5 Books About Labor and Delivery and Everything Else
With not one but two literary works about childbirth and early motherhood published last month, it seems fair to say that the good ol’ L&D suite has gone from being a whispered side note in the literary novel to a bonafide emerging trend. As Pamela Erens notes in this recent article, nothing is more taboo in fiction than the details of birth. “But,” the author asks, “why shouldn’t stories of labor and delivery become vehicles for exploring matters of the utmost importance, among them the urgent dichotomies that draw us to fiction in the first place: will and fate, courage and terror, love and hatred, meaning and emptiness, power and impotence, the fleshly and the transcendent?” Why indeed? The following books face both the gravity and humor of giving birth and mothering in the modern world, they are sometimes loud and sometimes quiet but all revolutionary in their way.
Rivka Galchen’s Little Labors
Full of the author’s signature wit, this collection of reflections – ranging in length from several pages to a single sentence – focuses on the experience of being a mother who writes. But its wisdom is certainly not so specific, and will be enjoyed by any woman who has ever experienced the juggling of personally gratifying creative work with the humble (humbling?) tasks of caring for a small and helpless and endlessly demanding creature.

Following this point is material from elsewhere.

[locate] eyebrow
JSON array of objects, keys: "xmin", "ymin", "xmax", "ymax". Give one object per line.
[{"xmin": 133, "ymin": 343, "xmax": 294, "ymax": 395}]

Pamela Erens’ Eleven Hours
The novel takes place entirely during one woman’s labor and is told through the intimacy created between the laboring woman herself and the pregnant delivery nurse who guides her through the process. This temporal arena of physical extremity becomes a space in which to explore the pair’s unfolding, unraveling lives outside the hospital. Yes, the book provides plenty of bodily detail about labor, but its even greater accomplishment is to show the limit state into which the mind enters while the body gives birth.

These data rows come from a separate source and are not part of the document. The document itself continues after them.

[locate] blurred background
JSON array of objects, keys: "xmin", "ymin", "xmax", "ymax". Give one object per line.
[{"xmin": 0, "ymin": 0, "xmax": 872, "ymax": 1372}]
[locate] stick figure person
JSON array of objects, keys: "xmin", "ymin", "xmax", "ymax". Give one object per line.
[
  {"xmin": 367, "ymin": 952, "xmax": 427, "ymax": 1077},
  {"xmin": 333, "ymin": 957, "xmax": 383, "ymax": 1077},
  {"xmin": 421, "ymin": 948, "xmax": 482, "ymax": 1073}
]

Elisa Albert’s After Birth
Beginning a year after the narrator’s traumatic cesarean, the novel digs deeply into the psychological terrain of new mothers. In this case, what so easily may be diagnosed as a typical case of postpartum depression is portrayed not as pathological but simply as the experience of all women when faced with the utter enormity of motherhood. The book is seeped in the narrator’s anger, frustration, sadness, passion, and many other feelings that Albert herself notes we find problematic when forthrightly expressed by women.
Miranda July’s The First Bad Man
This book is not “about” motherhood, but motherhood is certainly its most driving metaphor. The narrator, in love with a fairly terrible man, unappreciated at her workplace, and pressured into housing an utterly unlikable twenty-year-old girl, has the seams of her well ordered life burst open right before her eyes. Much of July’s first novel focuses on her trademark, troubling yet tender descriptions of sexual desire. But the pivotal scene of the novel is a deeply moving portrayal of a home birth, and what follows is an touching ode to the strange beauty of human relationships.
Maggie O’Farrell’s The Hand That First Held Mine
Set in 1960s London, here it is not only the infinitely complex relationship between mother and child that comes to the fore but also the intense connection between new mothers. Two women are thrown together under nebulous circumstances and together cope with the emotional aftermath of baby-having. Also under examination is the faulty nature of memory and the necessity of storytelling in all of life’s great and powerful events.